La donna doveva essere al loro servizio, stare a casa e non avere grilli per la testa come quello di guidare un camion, un lavoro da “poco di buono”…ma le cose stavano già pian piano cambiando.

E qui c’erano quelli che ti dicevano “Avete voluto la parità? Ora arrangiatevi!” se solo ti vedevano un attimo in difficoltà per un qualsiasi motivo. Una manovra sbagliata a una donna non poteva essere perdonata, era la prova che quello non era il mestiere adatto a lei.

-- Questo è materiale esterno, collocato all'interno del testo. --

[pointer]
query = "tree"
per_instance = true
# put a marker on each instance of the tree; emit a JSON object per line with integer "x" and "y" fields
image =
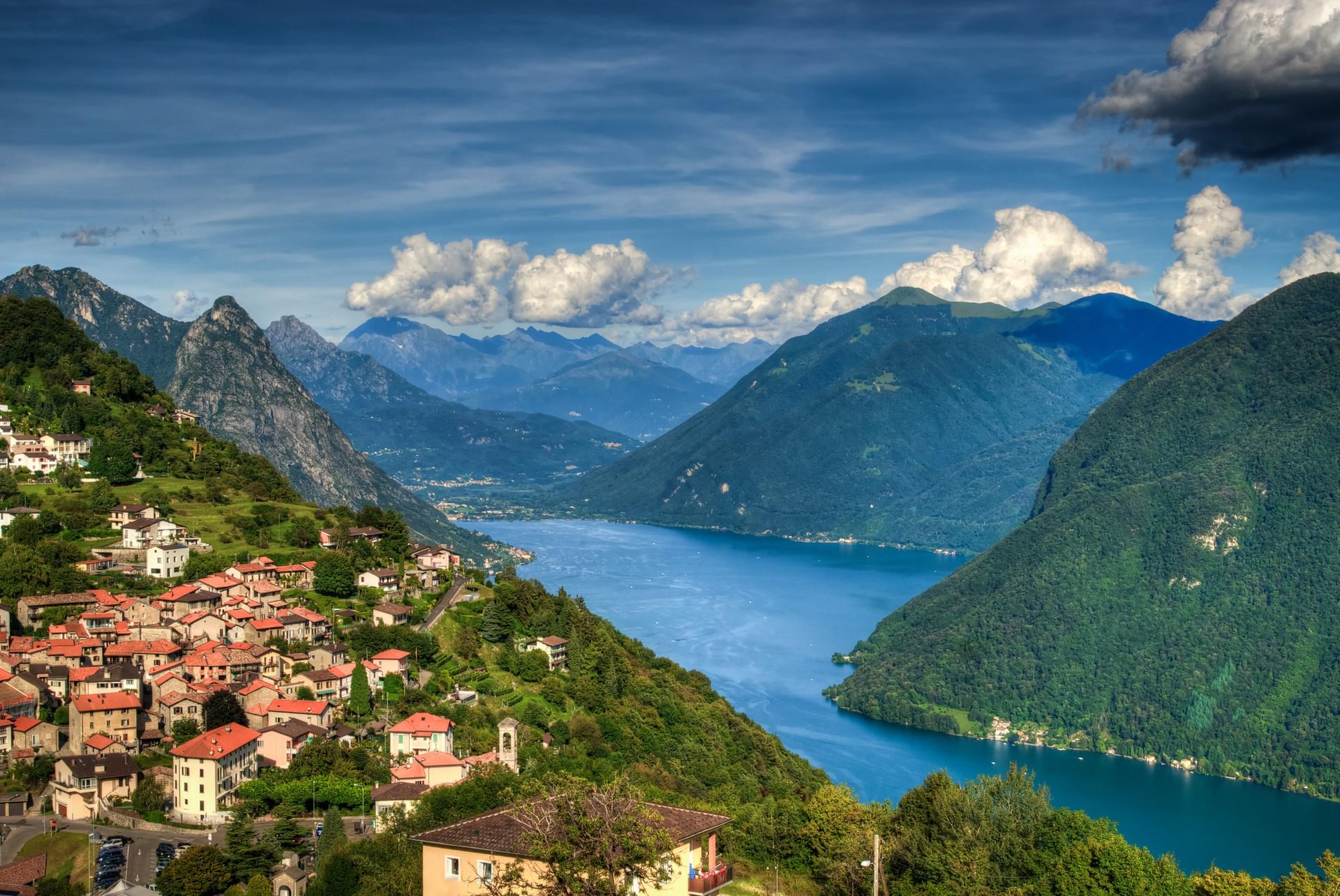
{"x": 113, "y": 461}
{"x": 149, "y": 796}
{"x": 223, "y": 709}
{"x": 303, "y": 533}
{"x": 285, "y": 833}
{"x": 334, "y": 576}
{"x": 467, "y": 642}
{"x": 201, "y": 871}
{"x": 184, "y": 730}
{"x": 588, "y": 840}
{"x": 67, "y": 476}
{"x": 100, "y": 498}
{"x": 359, "y": 693}
{"x": 498, "y": 625}
{"x": 333, "y": 837}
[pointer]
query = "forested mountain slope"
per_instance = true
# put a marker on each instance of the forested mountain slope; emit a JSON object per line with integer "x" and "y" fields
{"x": 421, "y": 438}
{"x": 911, "y": 421}
{"x": 1172, "y": 592}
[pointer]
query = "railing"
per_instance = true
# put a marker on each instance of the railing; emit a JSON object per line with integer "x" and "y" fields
{"x": 709, "y": 881}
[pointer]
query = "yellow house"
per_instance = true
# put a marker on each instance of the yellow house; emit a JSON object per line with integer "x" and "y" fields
{"x": 208, "y": 769}
{"x": 460, "y": 858}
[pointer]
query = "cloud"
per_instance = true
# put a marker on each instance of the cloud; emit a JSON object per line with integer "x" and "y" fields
{"x": 456, "y": 282}
{"x": 776, "y": 314}
{"x": 936, "y": 275}
{"x": 606, "y": 284}
{"x": 1256, "y": 83}
{"x": 1194, "y": 285}
{"x": 186, "y": 304}
{"x": 90, "y": 236}
{"x": 1034, "y": 256}
{"x": 1320, "y": 255}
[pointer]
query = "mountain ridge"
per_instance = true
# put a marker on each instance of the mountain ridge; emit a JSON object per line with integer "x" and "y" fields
{"x": 1170, "y": 594}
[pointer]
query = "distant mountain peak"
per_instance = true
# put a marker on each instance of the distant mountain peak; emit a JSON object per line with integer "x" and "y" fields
{"x": 382, "y": 327}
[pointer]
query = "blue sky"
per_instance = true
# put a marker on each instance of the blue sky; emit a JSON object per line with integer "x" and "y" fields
{"x": 278, "y": 151}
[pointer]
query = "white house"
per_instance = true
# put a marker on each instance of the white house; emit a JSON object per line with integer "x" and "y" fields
{"x": 165, "y": 562}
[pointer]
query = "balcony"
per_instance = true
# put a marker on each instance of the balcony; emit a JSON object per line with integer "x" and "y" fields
{"x": 704, "y": 883}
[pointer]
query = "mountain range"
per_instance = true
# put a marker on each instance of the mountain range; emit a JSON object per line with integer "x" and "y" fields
{"x": 620, "y": 390}
{"x": 539, "y": 371}
{"x": 1172, "y": 590}
{"x": 911, "y": 421}
{"x": 421, "y": 438}
{"x": 223, "y": 368}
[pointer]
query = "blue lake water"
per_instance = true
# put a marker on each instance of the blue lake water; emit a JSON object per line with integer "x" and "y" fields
{"x": 763, "y": 618}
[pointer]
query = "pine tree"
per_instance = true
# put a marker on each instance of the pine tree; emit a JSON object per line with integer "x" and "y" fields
{"x": 498, "y": 623}
{"x": 359, "y": 693}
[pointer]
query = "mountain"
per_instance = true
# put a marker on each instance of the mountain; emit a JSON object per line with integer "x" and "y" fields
{"x": 618, "y": 390}
{"x": 910, "y": 421}
{"x": 421, "y": 438}
{"x": 112, "y": 319}
{"x": 1172, "y": 592}
{"x": 724, "y": 365}
{"x": 224, "y": 370}
{"x": 459, "y": 366}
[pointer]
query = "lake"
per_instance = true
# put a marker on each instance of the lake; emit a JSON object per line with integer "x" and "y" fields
{"x": 763, "y": 618}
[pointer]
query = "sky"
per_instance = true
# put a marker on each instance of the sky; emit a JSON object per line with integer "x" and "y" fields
{"x": 680, "y": 172}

Io ho imparato subito a non chiedere aiuto ai “colleghi”. Ai magazzinieri invece si, perché per la maggior parte delle volte li ho trovati più gentili.  Strano, vero?

Non mi è mai interessato se lo fanno in quanto io sia donna e loro vogliano essere galanti, io sono gentile con loro e loro solitamente lo sono con me. Funziona quasi sempre cosi: un po’ di gentilezza, molta educazione, un sorriso, cercare di capire chi ci sta di fronte e si lavora tutti meglio.

Nei primi anni mi è capitato diverse volte di essere insultata, anche pesantemente, senza alcun motivo, per baracchino. Lo facevano più spesso quando erano in gruppo: uno mi notava al volante passando, lo diceva ai suoi colleghi e partivano in quarta con battutacce per lo più a sfondo sessuale…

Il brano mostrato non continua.